I don’t know if this is going to make any sense to anyone but hear me out. It feels like whenever you have an issue with Bluetooth it’s some kinda goofy ass problem that would only happen with Bluetooth devices.
To give some examples:
– Interactions between multiple Bluetooth devices being janky
– Devices connecting to each other when you don’t want them to, or refusing to connect when you do want them to.
– weird audio glitches in specific scenarios
– audio devices switching back and forth between two other devices they’ve been paired with recently
Obviously I understand at a base level that there’s radio waves carrying information and these can be interrupted by stuff like microwaves. But I’m more talking about issues regarding pairing, and other odd quirks that you don’t experience when using other wireless connections like WiFi.

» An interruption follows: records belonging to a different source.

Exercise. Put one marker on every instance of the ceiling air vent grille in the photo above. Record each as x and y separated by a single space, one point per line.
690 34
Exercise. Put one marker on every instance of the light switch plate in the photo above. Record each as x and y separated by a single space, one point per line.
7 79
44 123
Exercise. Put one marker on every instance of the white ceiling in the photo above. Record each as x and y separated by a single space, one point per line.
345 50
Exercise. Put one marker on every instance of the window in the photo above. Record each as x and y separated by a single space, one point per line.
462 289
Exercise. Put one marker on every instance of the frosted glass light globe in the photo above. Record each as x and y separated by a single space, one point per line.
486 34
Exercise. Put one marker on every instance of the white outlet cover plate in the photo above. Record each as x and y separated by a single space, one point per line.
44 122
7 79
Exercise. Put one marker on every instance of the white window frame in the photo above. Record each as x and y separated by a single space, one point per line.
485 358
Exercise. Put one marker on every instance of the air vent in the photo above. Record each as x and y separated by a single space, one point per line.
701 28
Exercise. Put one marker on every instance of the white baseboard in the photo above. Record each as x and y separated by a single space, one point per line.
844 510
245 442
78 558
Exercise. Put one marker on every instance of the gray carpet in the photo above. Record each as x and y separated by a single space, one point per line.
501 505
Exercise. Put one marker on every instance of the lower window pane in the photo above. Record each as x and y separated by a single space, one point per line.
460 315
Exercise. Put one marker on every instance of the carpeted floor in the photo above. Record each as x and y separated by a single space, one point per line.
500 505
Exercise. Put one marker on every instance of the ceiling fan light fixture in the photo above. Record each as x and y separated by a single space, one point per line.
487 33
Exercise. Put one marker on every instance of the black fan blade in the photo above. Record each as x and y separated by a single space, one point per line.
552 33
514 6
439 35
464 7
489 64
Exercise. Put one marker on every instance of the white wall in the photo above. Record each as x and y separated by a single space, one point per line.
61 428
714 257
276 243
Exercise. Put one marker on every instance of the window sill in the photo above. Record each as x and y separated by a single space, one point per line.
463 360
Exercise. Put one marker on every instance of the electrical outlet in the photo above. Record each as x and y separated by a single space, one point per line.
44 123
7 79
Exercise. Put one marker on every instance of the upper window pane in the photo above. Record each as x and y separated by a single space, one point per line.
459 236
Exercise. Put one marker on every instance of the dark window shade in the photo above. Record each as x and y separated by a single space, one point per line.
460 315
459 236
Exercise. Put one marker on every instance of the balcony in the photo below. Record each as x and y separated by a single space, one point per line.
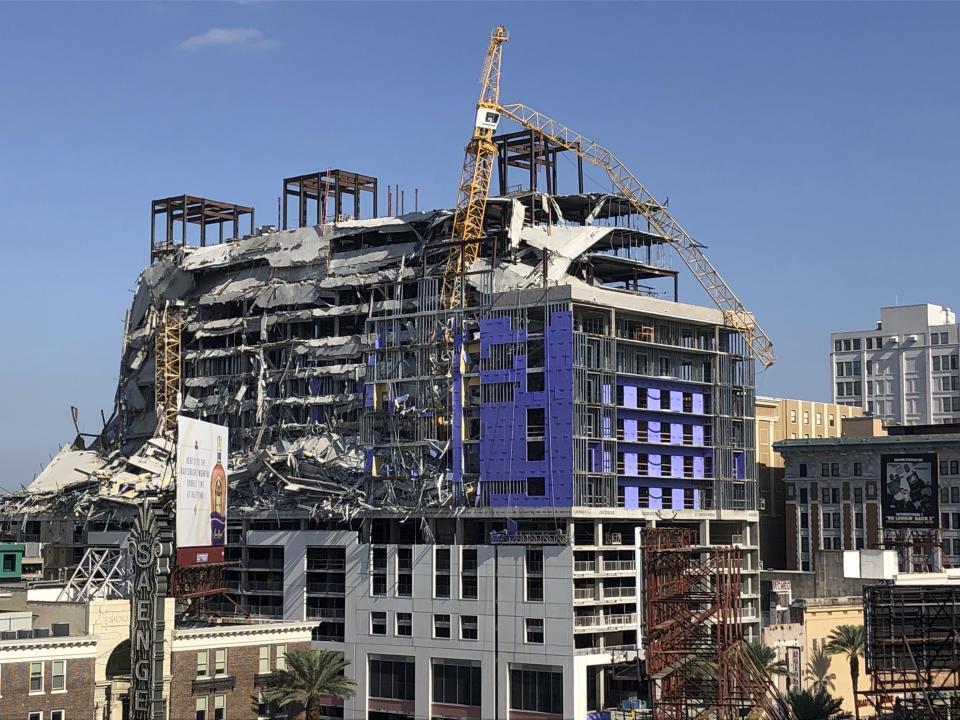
618 566
603 622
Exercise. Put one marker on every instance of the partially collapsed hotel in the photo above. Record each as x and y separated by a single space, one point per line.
455 504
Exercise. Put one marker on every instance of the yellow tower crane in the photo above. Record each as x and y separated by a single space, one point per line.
475 184
475 177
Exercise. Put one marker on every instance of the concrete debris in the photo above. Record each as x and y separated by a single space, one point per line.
278 339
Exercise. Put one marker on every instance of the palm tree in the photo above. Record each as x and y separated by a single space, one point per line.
848 640
818 669
765 658
807 705
310 676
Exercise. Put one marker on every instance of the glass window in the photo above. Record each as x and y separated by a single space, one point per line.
58 675
378 571
536 689
535 630
394 679
36 677
469 629
441 572
405 572
441 626
468 574
534 572
456 683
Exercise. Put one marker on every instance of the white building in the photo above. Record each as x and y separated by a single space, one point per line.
905 369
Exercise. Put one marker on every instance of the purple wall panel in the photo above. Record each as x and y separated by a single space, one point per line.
503 444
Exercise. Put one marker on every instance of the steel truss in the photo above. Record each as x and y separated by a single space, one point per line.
103 574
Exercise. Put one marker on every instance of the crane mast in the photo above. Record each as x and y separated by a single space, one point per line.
660 219
475 177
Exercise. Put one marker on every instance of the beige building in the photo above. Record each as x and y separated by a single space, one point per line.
818 617
785 419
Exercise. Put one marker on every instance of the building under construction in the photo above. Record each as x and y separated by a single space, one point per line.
448 477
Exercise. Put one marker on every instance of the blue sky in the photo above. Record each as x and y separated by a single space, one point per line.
813 147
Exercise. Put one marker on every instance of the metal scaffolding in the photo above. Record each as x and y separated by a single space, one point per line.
913 651
693 634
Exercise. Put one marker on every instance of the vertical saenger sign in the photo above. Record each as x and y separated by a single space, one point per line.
202 452
151 550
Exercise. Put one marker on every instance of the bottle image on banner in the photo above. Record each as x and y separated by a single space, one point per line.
218 499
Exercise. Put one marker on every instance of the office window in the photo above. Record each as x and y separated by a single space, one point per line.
58 675
394 679
220 662
534 630
536 486
469 628
36 677
534 573
441 626
441 572
378 571
536 689
468 574
456 682
405 572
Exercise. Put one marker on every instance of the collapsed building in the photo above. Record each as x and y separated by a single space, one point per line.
473 478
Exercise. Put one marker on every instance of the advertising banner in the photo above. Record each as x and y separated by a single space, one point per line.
201 488
909 493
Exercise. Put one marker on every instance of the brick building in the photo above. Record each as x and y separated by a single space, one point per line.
218 671
832 490
47 678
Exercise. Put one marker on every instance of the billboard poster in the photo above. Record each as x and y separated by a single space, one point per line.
909 494
201 488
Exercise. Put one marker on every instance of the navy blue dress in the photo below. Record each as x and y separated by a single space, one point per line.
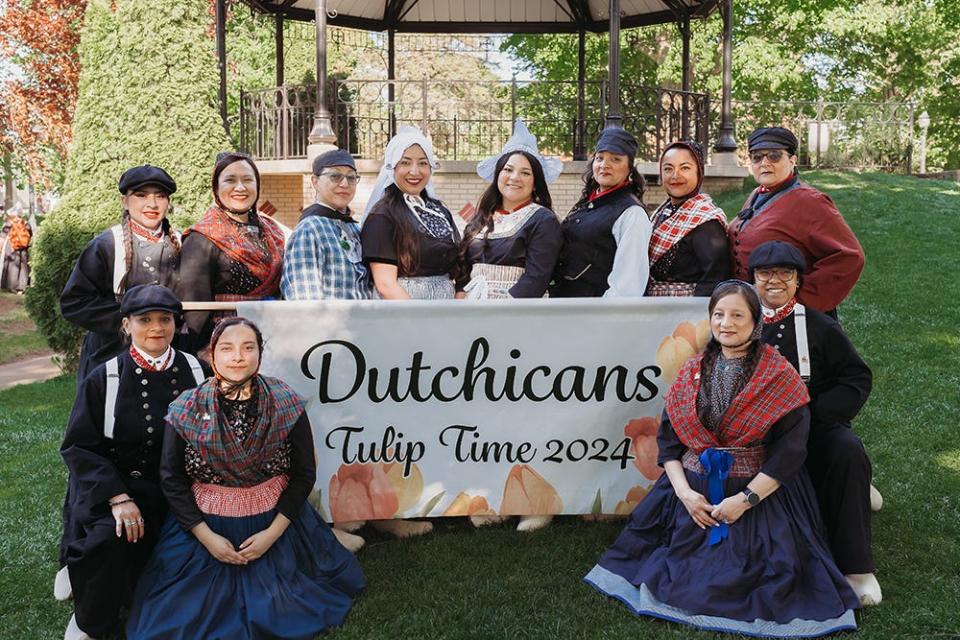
302 586
773 575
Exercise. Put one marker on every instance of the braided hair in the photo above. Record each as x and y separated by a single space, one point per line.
713 348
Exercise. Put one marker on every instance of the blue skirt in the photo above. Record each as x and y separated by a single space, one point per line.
303 585
773 576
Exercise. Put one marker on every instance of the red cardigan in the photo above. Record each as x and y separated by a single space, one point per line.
807 219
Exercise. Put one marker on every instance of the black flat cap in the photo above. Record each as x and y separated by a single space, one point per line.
617 140
147 174
149 297
772 138
776 253
333 158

Can someone explain in layman’s terms why Bluetooth is like this? Or am I just being crazy
In: Technology
The problems you’re describing are implementation failures. Bluetooth is just a wireless protocol, like USB is a wired protocol, however that’s only the delivery method, there’s other protocols that handle the actual data exchanges and processing. For examples, HSP or HeadSet Profile deals with bidirectional audio for phone calls, A2DP is the Advanced Audio Distribution Profile, and there’s plenty others for different tasks (serial port connections, vcard exchange etc). Then there are different versions of Bluetooth (latest is 5.0 more commonly labeled BLE (Bluetooth Low Energy)), and different versions of all the profiles. When you’re connecting a device there’s a minimum of 3 handshakes occurring just to connect (“are you there?” “I am here!”/”can I connect?” “yes you can, what’s the password?”/”what profiles do you support? I support x, y, and z.” “Oh, I support only w, x, and y”), and most Bluetooth is implemented on-chip, meaning there’s no software stack that can be patched and updated to handle error conditions gracefully. If anything in that chain isn’t done correctly or messed up along the way, it can result in so many weird issues, not to mention hardware Bluetooth controllers are so straightforward they can be considered “dumb” by comparison to other tech, allowing things like another connection while one is already setting up, or allowing another connection while one already is set up (if it’s a particularly cheap and egregious implementation).
TL:DR; Bluetooth is a protocol of protocols, many different versions with many different versions of the underlying protocols used in the actual data exchange, resulting in a mish-mash of implementations across everyone’s devices with different quirks that might not sit well with other connected devices.